We first encountered adoption specialist Jane Aronson, also known as the Orphan Doctor, at a breakfast co-hosted by Mary-Louise Parker (interviewed by Babble here) for ErbaOrganics, the swank baby-product line whose purchase benefits Aronson’s Worldwide Orphans Foundation. The Brooklyn-born Aronson spoke with such conviction and intensity that she commanded the full attention of the crowd, no mean feat considering the radiant Parker was lounging nearby in four-inch heels. In fact, even next to Angelina Jolie, a friend and client of Aronson’s, the doctor is a captivating presence.
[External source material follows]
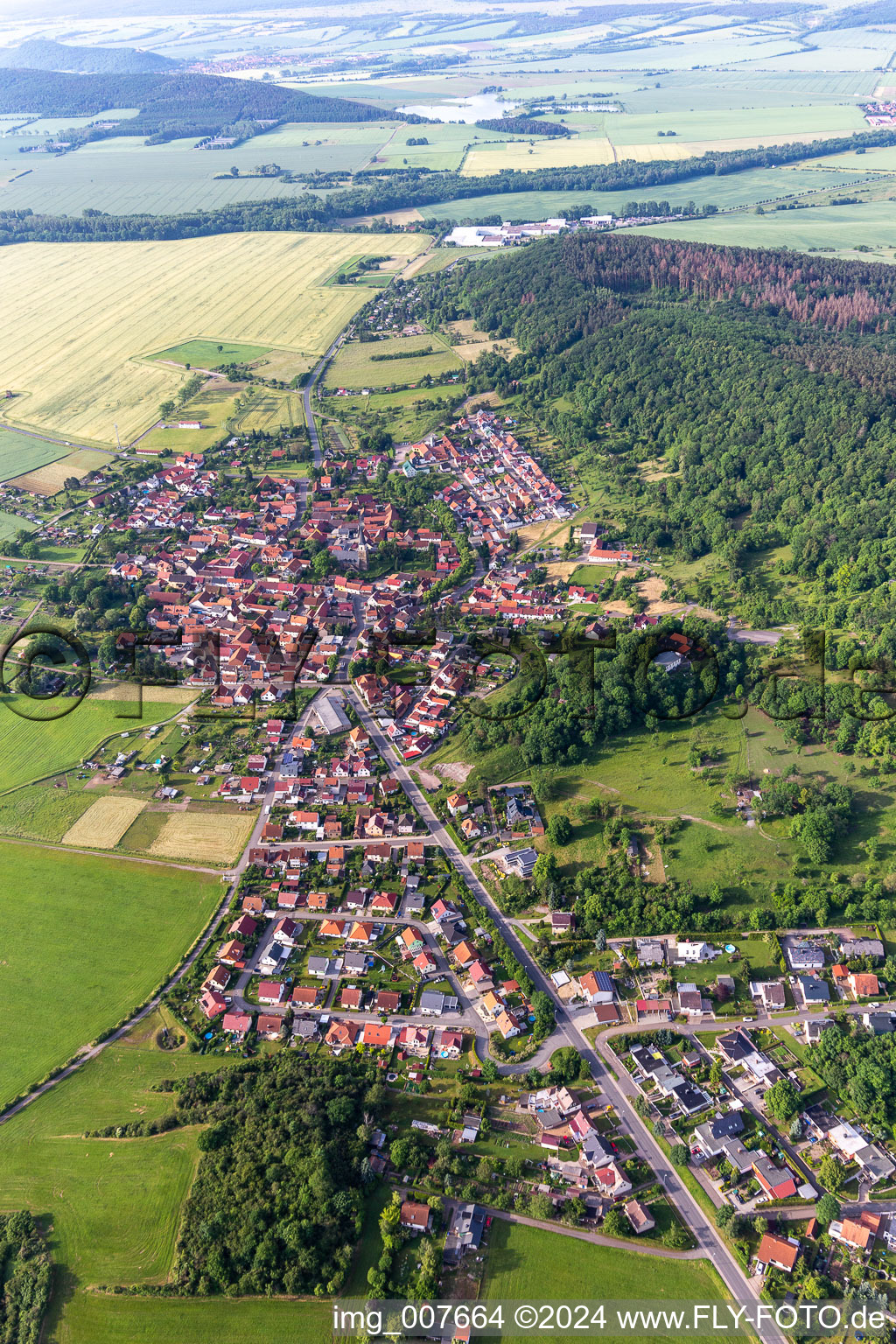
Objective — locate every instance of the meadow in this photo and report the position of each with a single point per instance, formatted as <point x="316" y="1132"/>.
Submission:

As clear a candiate as we’ve ever seen for living-sainthood, Aronson has treated thousands of pre- and post-adoption orphans through her private practice and her non-profit (which provides children in orphanages with check-ups, HIV treatment and other essential humanitarian services). Talk to her for any length of time and you may well find yourself suddenly considering adoption, or wanting to throw money at her foundation. We dare you to learn about her work and crack one more joke about Brangelina’s growing brood. – Ada Calhoun

How did you get into this field?

I’m a pediatrician by training, and I became an international health specialist at the beginning of the AIDS crisis. AIDS was defined in 1981. I entered medical school in the fall of 1982. In my life as a lesbian, I had many friends who were affected by HIV, and I became a pediatric AIDS specialist. I was very interested in international health, and it just sort of unfolded that I became interested in health issues of children living as orphans in institutions. And then I developed this practice for international adoption.

With the rise in attachment parenting, there’s been an emphasis on the ages zero to three. There’s this sense that if children don’t get nurturing during this crucial time that they are done for, emotionally speaking. It seems that parents are unwilling to adopt older children as a result.

People make their risk assessment of what they’re willing to deal with in the care of children adopted from abroad. It’s a real, conscious decision for parents who adopt. They kind of have a little algorithm. If you adopt an infant, there are less institutionalization effects and hopefully less issues around developmental delays and attachment disorder. But at the same time, when you adopt an infant, there’s not a lot of behavior or development that’s there to begin with, and so some people shy away from infants because they feel they don’t know the real character of the child, the personality.

So adopting an older child can be an advantage.

Some people just really prefer to adopt an older child, because they can really see who the child is. And they feel a sense of control that if the kid’s lasted a few years and is alive, he or she likely doesn’t have some god-awful disease. There are many people now who really want to adopt older children for more positive and pro-active reasons. These kids are growing up within a family and so they understand attachment bonding and intimacy. But they have lost their family to AIDS, like in Ethiopia. These children often come in sibling groups. Older parents feel much more comfortable with an older child because of their personal age, their advanced age. It fits them not to be taking care of a baby and staying up all night, and also to do a nice thing.